SCOTUS deals another setback to Obama's effort to shield immigrants from deportation
The Supreme Court on Monday refused to reconsider its June ruling on President Barack Obama's executive actions on immigration, leaving in place its decision to block implementation of programs to defer the deportations of millions of undocumented immigrants.
Acting Solicitor General Ian Gershengorn filed a brief in July asking the court to reconsider the case once a ninth justice has been confirmed to fill the seat vacated by the late Justice Antonin Scalia, whose position on the bench has been empty since his death in February.
While Gershengorn noted that it's "exceedingly rare" for the court to rehear cases following a ruling, he argued that there was precedent for rehearing a case that was decided by a divided court.
The court rejected that argument on Monday, dealing another blow to the administration's attempts to shield up to 4 million undocumented immigrants from deportation.
The case, United States v. Texas, arose after 26 states sued the federal government in 2015 over the Obama administration's immigration plans, arguing they amounted to an unconstitutional power grab. A lower court ruled in favor of the states, blocking implementation of the programs and sending the case to the Supreme Court.
The court issued a one-sentence ruling in June saying they had deadlocked in a 4-4 tie between the court's liberal and conservative wings. The tie meant the lower court's ruling against the Obama administration's programs stood.
The seat left open by Scalia's death has been the subject of an intense political battle. Obama nominated Judge Merrick Garland to replace Scalia in March, but Senate Republicans have refused to hold hearings to consider his confirmation, arguing that the next president should appoint Scalia's successor.

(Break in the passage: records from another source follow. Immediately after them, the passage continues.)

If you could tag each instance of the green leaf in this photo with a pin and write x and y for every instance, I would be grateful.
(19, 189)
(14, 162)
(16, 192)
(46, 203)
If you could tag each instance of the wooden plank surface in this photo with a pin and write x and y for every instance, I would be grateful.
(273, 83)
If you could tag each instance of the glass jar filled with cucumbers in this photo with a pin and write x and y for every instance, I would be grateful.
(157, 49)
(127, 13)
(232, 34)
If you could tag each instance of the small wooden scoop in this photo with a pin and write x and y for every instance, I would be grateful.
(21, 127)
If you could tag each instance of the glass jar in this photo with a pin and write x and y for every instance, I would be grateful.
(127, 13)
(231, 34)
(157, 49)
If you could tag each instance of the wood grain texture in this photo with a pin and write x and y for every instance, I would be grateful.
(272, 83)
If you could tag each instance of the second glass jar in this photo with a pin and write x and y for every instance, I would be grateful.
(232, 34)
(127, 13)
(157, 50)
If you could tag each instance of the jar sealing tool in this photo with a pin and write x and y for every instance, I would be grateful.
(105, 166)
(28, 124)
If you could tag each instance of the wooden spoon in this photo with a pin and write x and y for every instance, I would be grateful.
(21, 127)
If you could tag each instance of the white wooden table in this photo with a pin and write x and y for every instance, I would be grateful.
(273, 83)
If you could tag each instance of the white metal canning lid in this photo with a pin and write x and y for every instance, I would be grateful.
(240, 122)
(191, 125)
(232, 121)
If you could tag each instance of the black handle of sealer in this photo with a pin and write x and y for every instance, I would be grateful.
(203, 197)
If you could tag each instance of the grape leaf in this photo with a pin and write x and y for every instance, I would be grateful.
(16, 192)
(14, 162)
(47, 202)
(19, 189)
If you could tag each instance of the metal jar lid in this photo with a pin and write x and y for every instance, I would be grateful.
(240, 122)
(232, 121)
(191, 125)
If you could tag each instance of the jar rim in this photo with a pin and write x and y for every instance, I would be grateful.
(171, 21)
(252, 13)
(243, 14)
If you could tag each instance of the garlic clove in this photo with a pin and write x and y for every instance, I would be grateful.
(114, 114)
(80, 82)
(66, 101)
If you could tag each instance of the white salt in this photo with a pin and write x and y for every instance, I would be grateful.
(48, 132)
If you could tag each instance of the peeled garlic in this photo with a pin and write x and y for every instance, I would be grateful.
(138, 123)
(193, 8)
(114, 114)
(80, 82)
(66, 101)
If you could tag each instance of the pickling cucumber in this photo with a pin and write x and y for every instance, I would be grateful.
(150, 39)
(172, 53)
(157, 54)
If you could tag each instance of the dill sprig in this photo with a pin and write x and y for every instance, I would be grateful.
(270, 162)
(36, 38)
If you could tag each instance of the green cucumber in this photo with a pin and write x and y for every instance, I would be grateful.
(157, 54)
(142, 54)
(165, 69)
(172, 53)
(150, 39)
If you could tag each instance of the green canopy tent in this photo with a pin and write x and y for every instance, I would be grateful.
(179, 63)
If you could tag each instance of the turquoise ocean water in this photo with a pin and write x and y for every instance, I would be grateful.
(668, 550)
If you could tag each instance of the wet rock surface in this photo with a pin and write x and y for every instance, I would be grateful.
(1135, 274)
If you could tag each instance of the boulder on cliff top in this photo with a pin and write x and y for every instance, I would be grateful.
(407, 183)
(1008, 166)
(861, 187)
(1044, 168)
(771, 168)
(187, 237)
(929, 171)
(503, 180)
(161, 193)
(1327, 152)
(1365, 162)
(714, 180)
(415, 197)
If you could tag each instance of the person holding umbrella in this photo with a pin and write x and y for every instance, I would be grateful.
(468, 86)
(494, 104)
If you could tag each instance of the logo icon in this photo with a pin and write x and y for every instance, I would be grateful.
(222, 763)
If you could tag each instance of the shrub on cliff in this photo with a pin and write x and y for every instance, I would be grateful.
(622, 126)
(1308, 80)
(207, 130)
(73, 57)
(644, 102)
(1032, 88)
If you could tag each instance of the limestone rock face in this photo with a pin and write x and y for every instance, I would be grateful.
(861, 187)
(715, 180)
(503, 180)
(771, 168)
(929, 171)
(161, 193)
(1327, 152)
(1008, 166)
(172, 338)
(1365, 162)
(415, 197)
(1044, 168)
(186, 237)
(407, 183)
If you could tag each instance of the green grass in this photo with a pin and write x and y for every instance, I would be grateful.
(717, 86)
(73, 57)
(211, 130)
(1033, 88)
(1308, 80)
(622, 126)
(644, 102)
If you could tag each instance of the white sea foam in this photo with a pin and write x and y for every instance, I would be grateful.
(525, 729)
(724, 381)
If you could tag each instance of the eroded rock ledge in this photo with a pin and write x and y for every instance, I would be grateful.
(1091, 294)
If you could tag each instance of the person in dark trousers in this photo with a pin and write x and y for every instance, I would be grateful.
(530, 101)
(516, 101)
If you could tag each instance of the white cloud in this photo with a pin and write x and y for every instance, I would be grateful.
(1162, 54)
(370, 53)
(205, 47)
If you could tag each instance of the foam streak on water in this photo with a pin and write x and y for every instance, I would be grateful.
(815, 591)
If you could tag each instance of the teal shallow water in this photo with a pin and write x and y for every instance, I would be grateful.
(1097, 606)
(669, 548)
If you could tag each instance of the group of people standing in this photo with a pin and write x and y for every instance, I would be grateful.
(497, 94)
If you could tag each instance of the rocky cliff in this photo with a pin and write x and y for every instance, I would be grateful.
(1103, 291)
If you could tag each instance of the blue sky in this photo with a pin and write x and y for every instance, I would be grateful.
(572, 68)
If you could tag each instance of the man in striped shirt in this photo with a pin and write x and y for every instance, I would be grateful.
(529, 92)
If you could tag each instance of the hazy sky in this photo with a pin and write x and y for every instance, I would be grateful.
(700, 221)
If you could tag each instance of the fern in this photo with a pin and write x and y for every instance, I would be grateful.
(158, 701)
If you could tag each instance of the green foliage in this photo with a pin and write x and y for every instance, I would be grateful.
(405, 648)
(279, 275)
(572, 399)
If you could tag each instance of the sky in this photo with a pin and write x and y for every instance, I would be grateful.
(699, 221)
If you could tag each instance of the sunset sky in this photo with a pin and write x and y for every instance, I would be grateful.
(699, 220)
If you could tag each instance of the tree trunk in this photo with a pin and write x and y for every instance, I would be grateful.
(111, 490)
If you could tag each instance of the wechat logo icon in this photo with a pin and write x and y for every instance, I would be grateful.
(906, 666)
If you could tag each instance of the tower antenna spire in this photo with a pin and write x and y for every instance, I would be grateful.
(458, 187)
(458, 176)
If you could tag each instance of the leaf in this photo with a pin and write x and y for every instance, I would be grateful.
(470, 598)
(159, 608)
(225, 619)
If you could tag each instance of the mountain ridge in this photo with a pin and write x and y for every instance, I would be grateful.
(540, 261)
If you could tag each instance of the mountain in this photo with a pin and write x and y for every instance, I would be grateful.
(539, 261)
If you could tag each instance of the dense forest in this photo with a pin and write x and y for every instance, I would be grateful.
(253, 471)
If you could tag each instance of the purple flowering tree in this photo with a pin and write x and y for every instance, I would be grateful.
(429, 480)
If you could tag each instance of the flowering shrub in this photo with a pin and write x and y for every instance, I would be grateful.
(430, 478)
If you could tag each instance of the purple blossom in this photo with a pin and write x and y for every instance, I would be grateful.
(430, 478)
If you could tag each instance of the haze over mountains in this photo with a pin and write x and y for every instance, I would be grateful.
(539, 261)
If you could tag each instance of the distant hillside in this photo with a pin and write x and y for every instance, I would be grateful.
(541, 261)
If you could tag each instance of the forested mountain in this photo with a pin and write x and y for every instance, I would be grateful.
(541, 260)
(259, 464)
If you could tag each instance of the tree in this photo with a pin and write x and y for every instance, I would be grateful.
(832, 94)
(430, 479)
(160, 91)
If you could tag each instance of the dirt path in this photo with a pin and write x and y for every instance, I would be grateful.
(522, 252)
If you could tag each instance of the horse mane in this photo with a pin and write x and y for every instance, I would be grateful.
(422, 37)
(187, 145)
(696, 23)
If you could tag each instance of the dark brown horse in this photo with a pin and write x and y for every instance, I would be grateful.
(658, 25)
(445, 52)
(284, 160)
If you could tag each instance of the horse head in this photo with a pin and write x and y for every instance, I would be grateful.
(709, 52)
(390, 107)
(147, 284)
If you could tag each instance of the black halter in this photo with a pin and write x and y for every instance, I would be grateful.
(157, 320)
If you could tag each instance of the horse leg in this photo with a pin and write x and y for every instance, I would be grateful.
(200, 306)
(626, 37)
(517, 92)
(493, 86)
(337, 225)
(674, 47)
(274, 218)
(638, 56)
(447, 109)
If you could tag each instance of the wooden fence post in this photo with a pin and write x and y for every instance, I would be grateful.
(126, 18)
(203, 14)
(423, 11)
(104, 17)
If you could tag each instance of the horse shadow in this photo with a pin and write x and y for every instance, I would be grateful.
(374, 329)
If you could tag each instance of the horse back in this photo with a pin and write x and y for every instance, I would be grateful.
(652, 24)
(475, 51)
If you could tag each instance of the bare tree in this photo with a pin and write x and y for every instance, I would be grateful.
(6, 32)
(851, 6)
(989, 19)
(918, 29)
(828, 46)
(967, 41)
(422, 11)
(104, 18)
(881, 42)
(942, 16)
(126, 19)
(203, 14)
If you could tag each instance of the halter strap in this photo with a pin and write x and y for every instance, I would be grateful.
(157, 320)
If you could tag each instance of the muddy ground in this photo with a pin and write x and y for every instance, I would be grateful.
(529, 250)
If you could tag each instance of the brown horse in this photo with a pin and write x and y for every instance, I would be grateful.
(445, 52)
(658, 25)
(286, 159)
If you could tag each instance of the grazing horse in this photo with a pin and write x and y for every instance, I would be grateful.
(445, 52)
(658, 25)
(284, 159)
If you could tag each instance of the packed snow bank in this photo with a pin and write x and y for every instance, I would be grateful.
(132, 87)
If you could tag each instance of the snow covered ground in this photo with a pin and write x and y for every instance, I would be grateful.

The future of immigration policy will also largely be determined by the next president. Hillary Clinton has said she plans to make immigration reform a top priority in the first 100 days of her administration and would seek to revive the programs blocked by the Supreme Court. Donald Trump has said he will build a wall on the Mexican border and get Mexico to pay for it, while simultaneously rounding up and deporting the estimated 11 million undocumented immigrants living in the U.S.